Question: The shadow of a tower standing on level ground is found to be 40 m longer when the Sun’s altitude is...

Question

The shadow of a tower standing on level ground is found to be 40 m longer when the Sun’s altitude is ${{30}^{\circ }}$ than when it was ${{60}^{\circ }}.$ Find the height of the tower. $\left( \text{Given }\sqrt{3}=1.732 \right)$

Answer 1

Solution

To solve the given question, we will assume that the height of the tower is h. Then, we will assume that when the sun’s altitude is ${{30}^{\circ }},$ the length of the shadow of the building is x and when the sun’s altitude is ${{60}^{\circ }},$ the length of the shadow of the building on the ground is y. Then, we will develop a relation between x and y using the information given in the question that the difference in x and y is 40 m. Now, we will apply trigonometry in the triangle formed by the length of the shadow when the sun's altitude is ${{30}^{\circ }}$ and the height of the building as h.

Complete step-by-step answer:
To start with, we are going to first draw a rough sketch. In this, we are considering the length of the shadow on level ground as x when the sun’s altitude is ${{30}^{\circ }}$ and the length of shadow as y when the sun’s altitude is ${{60}^{\circ }}.$ The height of the tower is h.

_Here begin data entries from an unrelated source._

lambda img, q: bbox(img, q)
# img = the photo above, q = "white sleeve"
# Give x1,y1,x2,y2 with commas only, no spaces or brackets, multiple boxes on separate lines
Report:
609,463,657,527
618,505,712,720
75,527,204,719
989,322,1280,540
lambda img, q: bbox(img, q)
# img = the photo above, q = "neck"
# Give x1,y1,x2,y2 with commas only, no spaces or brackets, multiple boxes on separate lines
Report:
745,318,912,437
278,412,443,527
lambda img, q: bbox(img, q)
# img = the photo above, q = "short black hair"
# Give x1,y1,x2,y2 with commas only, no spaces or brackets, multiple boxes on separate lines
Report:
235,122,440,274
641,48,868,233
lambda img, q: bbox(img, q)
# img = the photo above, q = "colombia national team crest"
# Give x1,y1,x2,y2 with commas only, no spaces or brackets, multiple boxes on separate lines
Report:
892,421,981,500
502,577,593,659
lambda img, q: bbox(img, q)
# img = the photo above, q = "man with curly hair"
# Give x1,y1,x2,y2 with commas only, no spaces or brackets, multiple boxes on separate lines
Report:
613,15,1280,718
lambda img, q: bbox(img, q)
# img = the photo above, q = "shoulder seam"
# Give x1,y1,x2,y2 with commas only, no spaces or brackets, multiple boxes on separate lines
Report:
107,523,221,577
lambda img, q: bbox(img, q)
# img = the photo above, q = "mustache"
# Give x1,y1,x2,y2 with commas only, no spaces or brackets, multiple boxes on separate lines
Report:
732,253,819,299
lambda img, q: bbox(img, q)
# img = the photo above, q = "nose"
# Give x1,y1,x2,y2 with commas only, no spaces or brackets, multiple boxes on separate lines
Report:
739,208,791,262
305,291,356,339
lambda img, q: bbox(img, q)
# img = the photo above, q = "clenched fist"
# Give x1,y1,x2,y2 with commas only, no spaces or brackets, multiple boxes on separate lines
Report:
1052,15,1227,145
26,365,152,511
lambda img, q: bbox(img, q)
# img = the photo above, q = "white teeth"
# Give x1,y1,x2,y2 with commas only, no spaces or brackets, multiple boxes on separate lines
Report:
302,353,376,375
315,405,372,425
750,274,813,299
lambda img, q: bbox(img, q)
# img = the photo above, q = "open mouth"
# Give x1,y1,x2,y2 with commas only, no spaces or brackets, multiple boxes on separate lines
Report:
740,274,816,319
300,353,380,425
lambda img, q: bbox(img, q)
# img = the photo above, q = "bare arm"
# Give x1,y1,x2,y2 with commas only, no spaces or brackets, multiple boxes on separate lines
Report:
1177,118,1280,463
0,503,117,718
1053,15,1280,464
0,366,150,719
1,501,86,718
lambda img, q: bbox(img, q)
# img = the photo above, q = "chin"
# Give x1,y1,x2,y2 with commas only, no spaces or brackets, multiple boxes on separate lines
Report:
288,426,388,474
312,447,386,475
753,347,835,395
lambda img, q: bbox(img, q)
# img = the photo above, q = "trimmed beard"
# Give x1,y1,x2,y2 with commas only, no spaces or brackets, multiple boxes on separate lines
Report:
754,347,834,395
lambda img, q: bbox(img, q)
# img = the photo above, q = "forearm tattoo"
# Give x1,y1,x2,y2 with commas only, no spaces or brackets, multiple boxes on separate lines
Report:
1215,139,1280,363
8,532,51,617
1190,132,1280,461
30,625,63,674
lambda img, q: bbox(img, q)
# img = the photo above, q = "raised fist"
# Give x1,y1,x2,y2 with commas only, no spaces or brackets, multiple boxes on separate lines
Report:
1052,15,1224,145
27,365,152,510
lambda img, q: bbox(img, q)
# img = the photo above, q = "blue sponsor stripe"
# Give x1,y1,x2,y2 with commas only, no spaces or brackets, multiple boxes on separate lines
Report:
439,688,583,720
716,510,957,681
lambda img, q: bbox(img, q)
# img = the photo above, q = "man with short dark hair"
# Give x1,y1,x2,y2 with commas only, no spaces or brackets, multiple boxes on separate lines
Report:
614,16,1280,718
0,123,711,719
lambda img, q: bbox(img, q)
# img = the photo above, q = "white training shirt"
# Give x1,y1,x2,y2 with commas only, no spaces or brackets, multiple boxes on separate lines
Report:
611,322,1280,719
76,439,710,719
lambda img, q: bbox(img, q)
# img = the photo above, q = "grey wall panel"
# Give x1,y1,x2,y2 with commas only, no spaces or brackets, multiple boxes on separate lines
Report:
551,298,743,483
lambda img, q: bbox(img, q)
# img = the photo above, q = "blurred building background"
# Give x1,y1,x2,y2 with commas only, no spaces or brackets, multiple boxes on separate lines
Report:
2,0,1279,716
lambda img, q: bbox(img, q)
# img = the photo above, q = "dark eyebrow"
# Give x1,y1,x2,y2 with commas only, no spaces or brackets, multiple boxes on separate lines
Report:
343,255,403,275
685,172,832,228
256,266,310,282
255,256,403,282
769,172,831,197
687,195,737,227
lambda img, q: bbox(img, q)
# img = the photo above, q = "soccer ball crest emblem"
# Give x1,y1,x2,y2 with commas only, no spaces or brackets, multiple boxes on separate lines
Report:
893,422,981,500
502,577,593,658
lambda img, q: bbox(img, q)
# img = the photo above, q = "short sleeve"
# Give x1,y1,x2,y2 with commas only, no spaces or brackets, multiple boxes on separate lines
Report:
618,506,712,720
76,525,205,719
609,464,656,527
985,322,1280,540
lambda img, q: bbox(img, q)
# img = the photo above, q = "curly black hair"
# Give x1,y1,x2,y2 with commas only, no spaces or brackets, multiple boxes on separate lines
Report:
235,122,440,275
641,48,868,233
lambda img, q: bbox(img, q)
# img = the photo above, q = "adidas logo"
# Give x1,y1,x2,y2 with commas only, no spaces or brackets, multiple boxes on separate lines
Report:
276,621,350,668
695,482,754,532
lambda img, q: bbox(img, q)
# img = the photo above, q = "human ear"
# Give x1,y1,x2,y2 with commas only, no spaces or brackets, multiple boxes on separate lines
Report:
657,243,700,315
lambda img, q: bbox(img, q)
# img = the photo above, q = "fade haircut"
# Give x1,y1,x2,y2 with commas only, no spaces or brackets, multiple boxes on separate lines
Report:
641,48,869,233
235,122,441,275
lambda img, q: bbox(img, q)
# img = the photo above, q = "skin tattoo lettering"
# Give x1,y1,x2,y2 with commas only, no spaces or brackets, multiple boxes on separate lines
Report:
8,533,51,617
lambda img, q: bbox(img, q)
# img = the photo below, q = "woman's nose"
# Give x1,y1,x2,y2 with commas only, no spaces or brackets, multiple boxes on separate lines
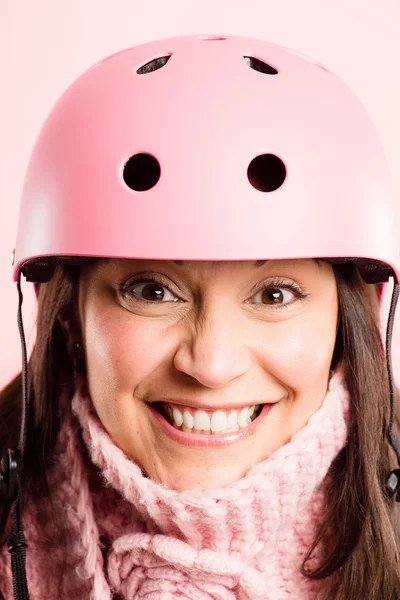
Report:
172,314,252,388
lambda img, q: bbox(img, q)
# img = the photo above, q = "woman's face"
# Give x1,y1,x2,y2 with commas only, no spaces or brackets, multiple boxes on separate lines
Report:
75,258,338,491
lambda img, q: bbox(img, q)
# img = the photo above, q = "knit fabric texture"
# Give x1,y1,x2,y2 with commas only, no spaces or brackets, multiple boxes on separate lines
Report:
0,368,350,599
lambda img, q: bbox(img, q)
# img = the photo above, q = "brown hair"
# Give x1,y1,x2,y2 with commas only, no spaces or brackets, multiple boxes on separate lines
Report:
1,261,400,598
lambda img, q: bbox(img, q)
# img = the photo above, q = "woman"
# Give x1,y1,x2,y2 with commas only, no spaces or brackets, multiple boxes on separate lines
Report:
1,33,400,599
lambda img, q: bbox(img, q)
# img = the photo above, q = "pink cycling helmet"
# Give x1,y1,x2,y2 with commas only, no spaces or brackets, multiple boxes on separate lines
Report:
12,33,399,285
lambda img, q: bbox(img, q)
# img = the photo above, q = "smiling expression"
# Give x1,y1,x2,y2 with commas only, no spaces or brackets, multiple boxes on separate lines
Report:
73,258,338,491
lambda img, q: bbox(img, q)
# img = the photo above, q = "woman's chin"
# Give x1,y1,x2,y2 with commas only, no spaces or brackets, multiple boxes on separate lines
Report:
145,461,250,491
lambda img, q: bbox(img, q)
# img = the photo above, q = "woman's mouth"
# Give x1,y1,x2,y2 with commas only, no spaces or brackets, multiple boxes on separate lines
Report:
157,402,262,434
148,401,273,447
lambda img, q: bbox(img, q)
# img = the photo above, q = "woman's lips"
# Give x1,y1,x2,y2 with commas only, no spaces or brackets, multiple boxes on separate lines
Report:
147,402,275,447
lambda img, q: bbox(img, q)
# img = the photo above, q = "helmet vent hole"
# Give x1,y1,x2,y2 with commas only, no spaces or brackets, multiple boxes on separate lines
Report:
244,56,278,75
136,55,171,74
248,154,286,192
123,153,161,191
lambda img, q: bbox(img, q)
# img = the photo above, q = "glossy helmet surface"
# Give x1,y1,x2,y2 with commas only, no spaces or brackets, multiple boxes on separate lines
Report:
12,34,399,286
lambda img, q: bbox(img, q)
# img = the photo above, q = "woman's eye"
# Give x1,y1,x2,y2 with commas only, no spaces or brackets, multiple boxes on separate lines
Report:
124,280,178,303
250,286,297,306
120,277,303,307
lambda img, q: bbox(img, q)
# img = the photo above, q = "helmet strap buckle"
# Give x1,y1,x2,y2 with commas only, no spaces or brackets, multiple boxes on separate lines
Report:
385,469,400,501
0,448,19,504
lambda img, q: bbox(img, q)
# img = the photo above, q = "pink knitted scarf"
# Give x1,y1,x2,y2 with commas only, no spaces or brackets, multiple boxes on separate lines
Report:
0,368,350,599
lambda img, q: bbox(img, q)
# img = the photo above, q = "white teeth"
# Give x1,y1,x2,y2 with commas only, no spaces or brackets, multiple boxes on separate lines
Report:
172,407,183,427
227,410,238,428
183,410,194,429
165,403,260,434
193,410,211,431
210,410,228,432
237,407,249,428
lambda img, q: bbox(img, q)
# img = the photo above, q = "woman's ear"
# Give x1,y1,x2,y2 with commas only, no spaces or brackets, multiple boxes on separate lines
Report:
58,306,87,381
57,306,81,360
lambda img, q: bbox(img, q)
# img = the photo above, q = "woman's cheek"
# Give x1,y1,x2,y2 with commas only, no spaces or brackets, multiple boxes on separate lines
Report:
87,310,172,392
256,316,336,393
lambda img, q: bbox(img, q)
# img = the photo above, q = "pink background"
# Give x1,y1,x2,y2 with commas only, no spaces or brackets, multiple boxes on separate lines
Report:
1,0,400,388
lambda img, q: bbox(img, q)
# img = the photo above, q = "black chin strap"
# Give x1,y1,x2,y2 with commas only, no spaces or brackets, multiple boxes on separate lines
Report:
384,280,400,498
0,271,30,599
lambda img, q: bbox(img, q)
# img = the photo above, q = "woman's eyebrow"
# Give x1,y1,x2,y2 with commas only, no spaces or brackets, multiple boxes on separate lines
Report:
173,260,267,268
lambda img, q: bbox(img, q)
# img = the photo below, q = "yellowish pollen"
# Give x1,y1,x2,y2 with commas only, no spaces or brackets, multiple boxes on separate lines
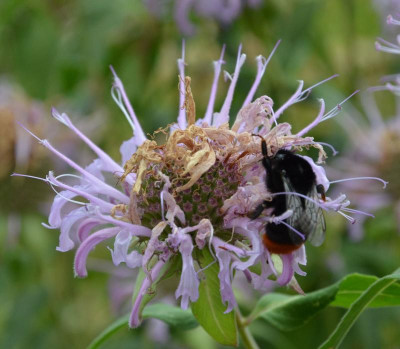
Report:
129,191,142,225
111,204,127,218
183,76,196,126
122,139,162,193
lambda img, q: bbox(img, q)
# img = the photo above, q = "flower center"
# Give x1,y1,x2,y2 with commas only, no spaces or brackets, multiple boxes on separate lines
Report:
137,159,243,228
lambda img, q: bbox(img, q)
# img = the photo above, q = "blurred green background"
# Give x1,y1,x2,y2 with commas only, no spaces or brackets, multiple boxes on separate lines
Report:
0,0,399,348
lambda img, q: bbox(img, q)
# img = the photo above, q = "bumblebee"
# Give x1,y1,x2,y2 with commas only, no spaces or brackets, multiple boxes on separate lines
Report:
251,138,326,254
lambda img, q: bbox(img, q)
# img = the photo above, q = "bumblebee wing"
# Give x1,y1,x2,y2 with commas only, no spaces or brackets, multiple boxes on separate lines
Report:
282,178,305,244
304,185,326,246
283,179,326,246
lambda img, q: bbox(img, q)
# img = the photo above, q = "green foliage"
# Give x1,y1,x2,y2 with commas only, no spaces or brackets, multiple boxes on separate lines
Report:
87,304,198,349
332,273,400,308
191,249,238,346
319,268,400,349
143,304,198,330
88,269,400,348
244,269,400,349
249,270,400,333
248,284,339,331
87,314,130,349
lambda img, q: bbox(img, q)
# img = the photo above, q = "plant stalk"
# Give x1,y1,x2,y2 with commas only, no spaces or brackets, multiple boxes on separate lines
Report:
236,309,260,349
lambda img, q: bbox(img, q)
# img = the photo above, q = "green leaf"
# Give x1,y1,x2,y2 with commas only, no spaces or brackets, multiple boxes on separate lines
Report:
248,269,400,333
248,284,339,331
142,303,198,330
332,273,400,308
319,268,400,349
191,249,238,346
87,304,198,349
87,314,130,349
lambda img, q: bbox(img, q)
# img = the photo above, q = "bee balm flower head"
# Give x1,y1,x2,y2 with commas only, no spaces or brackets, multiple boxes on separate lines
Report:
19,42,371,328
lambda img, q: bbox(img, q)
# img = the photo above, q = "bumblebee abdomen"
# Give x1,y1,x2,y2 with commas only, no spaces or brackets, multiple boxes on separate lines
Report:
265,221,305,245
262,233,302,254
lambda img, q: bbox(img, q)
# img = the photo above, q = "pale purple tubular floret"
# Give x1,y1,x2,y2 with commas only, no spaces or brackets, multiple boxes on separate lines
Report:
110,230,143,268
273,74,339,122
296,99,326,137
47,190,79,228
212,236,247,259
375,36,400,55
56,207,94,252
142,222,168,271
46,172,115,212
242,40,281,108
385,81,400,95
267,188,373,226
322,90,361,122
302,155,330,192
92,207,152,237
215,247,236,313
203,45,226,125
175,234,199,309
387,14,400,26
231,227,262,271
18,122,128,204
277,253,294,286
370,75,400,96
85,159,106,181
41,137,129,204
211,225,264,311
250,252,274,291
110,66,147,145
274,247,307,287
130,255,171,328
177,40,187,129
292,245,307,277
273,80,306,121
213,45,246,127
51,108,129,180
158,172,186,224
74,227,121,277
77,218,102,242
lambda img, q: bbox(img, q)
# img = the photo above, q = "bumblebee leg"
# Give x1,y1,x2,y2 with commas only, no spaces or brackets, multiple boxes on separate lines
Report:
261,139,268,157
262,157,272,173
249,200,273,219
316,184,326,201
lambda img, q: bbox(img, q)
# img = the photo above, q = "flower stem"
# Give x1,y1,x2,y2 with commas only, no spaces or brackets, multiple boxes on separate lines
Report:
236,309,260,349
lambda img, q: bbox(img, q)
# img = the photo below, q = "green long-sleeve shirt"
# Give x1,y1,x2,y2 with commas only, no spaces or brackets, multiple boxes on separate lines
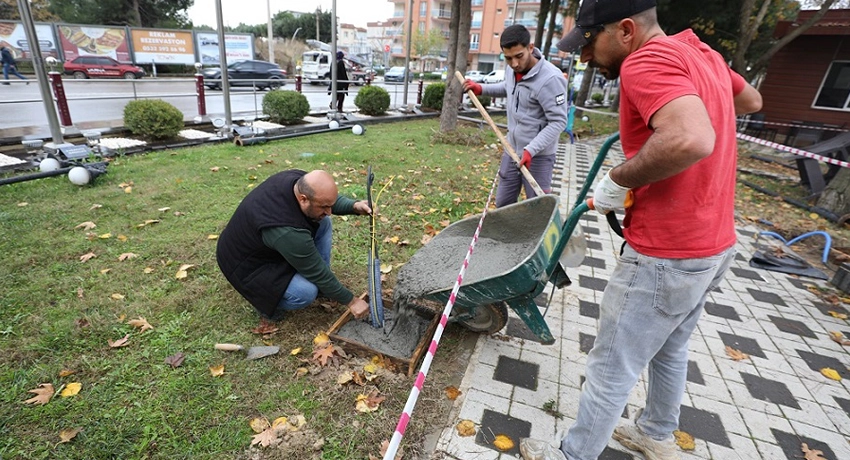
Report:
260,196,357,305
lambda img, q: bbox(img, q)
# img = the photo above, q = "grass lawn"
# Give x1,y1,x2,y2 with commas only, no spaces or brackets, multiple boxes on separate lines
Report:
0,118,513,459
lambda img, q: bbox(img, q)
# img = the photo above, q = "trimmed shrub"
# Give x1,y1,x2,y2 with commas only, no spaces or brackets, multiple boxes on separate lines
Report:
422,82,445,111
123,99,184,139
477,95,491,107
262,90,309,124
591,92,604,104
355,85,391,116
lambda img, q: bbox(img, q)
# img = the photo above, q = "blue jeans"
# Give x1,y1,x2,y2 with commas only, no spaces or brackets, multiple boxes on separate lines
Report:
495,152,555,208
561,243,736,460
3,63,27,81
274,216,332,315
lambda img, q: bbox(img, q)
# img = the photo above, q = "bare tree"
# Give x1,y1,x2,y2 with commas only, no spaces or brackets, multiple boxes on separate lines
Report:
535,0,552,47
439,0,471,132
542,0,560,59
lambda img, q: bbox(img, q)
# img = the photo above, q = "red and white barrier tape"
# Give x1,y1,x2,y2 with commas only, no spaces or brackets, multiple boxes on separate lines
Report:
383,173,500,460
736,118,849,132
736,132,850,169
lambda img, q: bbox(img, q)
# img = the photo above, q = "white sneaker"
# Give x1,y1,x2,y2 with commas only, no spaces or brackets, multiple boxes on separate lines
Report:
612,425,679,460
519,438,568,460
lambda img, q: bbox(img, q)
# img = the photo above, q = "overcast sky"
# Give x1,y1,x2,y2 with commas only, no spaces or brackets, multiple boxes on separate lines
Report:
187,0,394,29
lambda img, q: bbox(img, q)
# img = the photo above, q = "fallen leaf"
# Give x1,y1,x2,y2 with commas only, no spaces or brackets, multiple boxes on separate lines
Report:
439,220,451,227
207,234,219,240
58,427,82,443
444,386,461,400
117,234,128,242
271,417,288,430
829,331,850,346
380,263,393,274
820,367,841,381
124,186,132,194
75,221,97,231
828,311,848,320
209,364,225,377
76,288,84,299
116,314,125,322
355,390,385,412
284,414,306,431
456,420,476,437
60,382,82,397
802,442,827,460
158,207,171,212
294,367,308,378
108,334,130,348
250,417,271,433
110,293,125,300
74,318,89,328
673,430,695,450
725,346,749,361
164,352,185,368
127,316,154,333
313,344,346,367
58,369,76,378
290,347,302,355
210,167,220,172
421,234,433,245
90,203,102,210
337,372,354,385
493,434,514,451
313,332,330,347
98,233,112,239
424,224,437,236
250,427,278,447
118,252,137,261
175,270,188,279
100,269,111,275
79,252,96,262
378,439,404,460
143,267,155,274
251,320,280,335
24,383,54,405
363,363,378,374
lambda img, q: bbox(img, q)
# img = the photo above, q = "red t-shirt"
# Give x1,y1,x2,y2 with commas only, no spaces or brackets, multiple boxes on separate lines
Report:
618,29,747,258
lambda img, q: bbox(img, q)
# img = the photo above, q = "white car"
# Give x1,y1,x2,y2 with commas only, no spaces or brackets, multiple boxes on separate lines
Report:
465,70,486,83
483,69,505,83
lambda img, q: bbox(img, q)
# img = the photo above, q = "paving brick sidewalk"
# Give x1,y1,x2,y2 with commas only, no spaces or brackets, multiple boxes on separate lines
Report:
432,138,850,459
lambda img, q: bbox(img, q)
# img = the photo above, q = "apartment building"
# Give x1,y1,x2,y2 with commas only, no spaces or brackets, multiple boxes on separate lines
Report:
370,0,571,73
338,23,371,64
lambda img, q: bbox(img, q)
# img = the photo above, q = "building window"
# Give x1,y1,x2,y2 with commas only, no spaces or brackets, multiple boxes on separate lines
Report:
814,61,850,111
419,22,425,32
472,0,483,5
472,11,483,28
470,33,479,51
420,2,427,17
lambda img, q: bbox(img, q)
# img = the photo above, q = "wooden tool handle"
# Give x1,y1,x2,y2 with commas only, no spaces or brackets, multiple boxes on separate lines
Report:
214,343,244,351
454,71,544,196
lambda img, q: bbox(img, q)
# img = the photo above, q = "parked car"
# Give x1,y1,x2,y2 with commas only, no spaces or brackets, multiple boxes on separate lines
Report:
384,66,412,83
465,70,486,83
202,60,287,90
63,56,145,79
483,69,505,83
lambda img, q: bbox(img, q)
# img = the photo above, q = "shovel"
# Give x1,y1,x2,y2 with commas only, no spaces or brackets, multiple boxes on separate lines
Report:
366,166,386,328
214,343,280,360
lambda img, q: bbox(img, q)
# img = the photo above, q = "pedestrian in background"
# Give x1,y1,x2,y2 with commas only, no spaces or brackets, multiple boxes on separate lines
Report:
519,0,762,459
463,24,568,208
328,50,349,112
1,46,28,85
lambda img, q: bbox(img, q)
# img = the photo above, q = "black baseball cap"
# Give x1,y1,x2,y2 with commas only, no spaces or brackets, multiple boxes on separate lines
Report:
557,0,656,53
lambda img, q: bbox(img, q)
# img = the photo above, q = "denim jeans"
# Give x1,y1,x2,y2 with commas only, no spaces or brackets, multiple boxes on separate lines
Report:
275,216,332,314
561,243,736,460
495,152,555,208
3,63,27,81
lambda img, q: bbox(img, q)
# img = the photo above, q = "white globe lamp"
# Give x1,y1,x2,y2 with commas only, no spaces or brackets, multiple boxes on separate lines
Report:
39,158,61,172
328,120,340,129
68,166,91,186
351,124,365,135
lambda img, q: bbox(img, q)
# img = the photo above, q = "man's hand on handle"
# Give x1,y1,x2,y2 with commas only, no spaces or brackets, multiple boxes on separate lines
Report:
348,297,370,320
518,150,532,169
353,200,373,216
591,171,632,215
463,79,482,96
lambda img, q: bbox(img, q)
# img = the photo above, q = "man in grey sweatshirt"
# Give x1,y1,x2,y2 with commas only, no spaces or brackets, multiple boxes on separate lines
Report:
464,24,568,207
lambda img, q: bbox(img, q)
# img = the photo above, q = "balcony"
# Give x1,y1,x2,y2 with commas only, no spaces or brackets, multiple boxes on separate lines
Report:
472,0,483,5
470,42,479,51
504,18,538,28
432,10,451,20
471,20,482,28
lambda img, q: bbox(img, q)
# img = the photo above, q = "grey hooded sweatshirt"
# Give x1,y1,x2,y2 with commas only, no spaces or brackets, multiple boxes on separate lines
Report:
479,48,568,159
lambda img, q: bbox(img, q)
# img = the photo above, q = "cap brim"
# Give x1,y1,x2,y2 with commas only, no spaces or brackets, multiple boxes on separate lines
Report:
557,28,593,53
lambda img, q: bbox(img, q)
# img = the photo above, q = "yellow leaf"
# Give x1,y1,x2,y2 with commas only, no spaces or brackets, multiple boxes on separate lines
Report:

In the figure, BC and BD are the lengths of the shadows when the sun’s altitude is ${{60}^{\circ }}$ and ${{30}^{\circ }}$ respectively. AB is the height of the building. S and S’ are positions of the sun. Now, it is given in the question that the difference in length of shadows is 40m. Thus, we will get,
$x-y=40m.....\left( i \right)$
Now, we will consider the right-angled triangle ABD. We know that in any right-angled triangle the ratio of the perpendicular to the base is given by tan of the angle between the hypotenuse and the base. Thus, we can say that,
$\tan D=\dfrac{AB}{BD}$
$\Rightarrow \tan {{30}^{\circ }}=\dfrac{h}{x}$
Now, the value of $\tan {{30}^{\circ }}=\dfrac{1}{\sqrt{3}}.$ So, we have,
$\Rightarrow \dfrac{1}{\sqrt{3}}=\dfrac{h}{x}$
$\Rightarrow x=h\sqrt{3}.....\left( ii \right)$
Now, we will consider the right-angled triangle ABC. In this triangle, BC is the base and AB is the perpendicular. So, we have,
$\tan C=\dfrac{AB}{BC}$
$\Rightarrow \tan {{60}^{\circ }}=\dfrac{h}{y}$
Now, the value of $\tan {{60}^{\circ }}=\sqrt{3}.$ So, we have,
$\Rightarrow \sqrt{3}=\dfrac{h}{y}$
$\Rightarrow y=\dfrac{h}{\sqrt{3}}.....\left( iii \right)$
Now, we will put the values of x and y from (ii) and (iii) to (i). Thus, we will get,
$\Rightarrow h\sqrt{3}-\dfrac{h}{\sqrt{3}}=40m$
$\Rightarrow \dfrac{\sqrt{3}\left( h\sqrt{3} \right)-h}{\sqrt{3}}=40m$
$\Rightarrow \dfrac{3h-h}{\sqrt{3}}=40m$
$\Rightarrow \dfrac{2h}{\sqrt{3}}=40m$
$\Rightarrow h=20\sqrt{3}m$
$\Rightarrow h=20\times 1.732=34.64m$
Thus, the height of the building is 34.64 m.

Note: While solving the question, we have assumed that the building is perfectly perpendicular to the ground level. Also, we have assumed the building as a straight line and not as a 3D object because in 3D, the shadow of each dimension of the building would be different and we are not given this much information to solve the question by considering 3 dimensions of the building.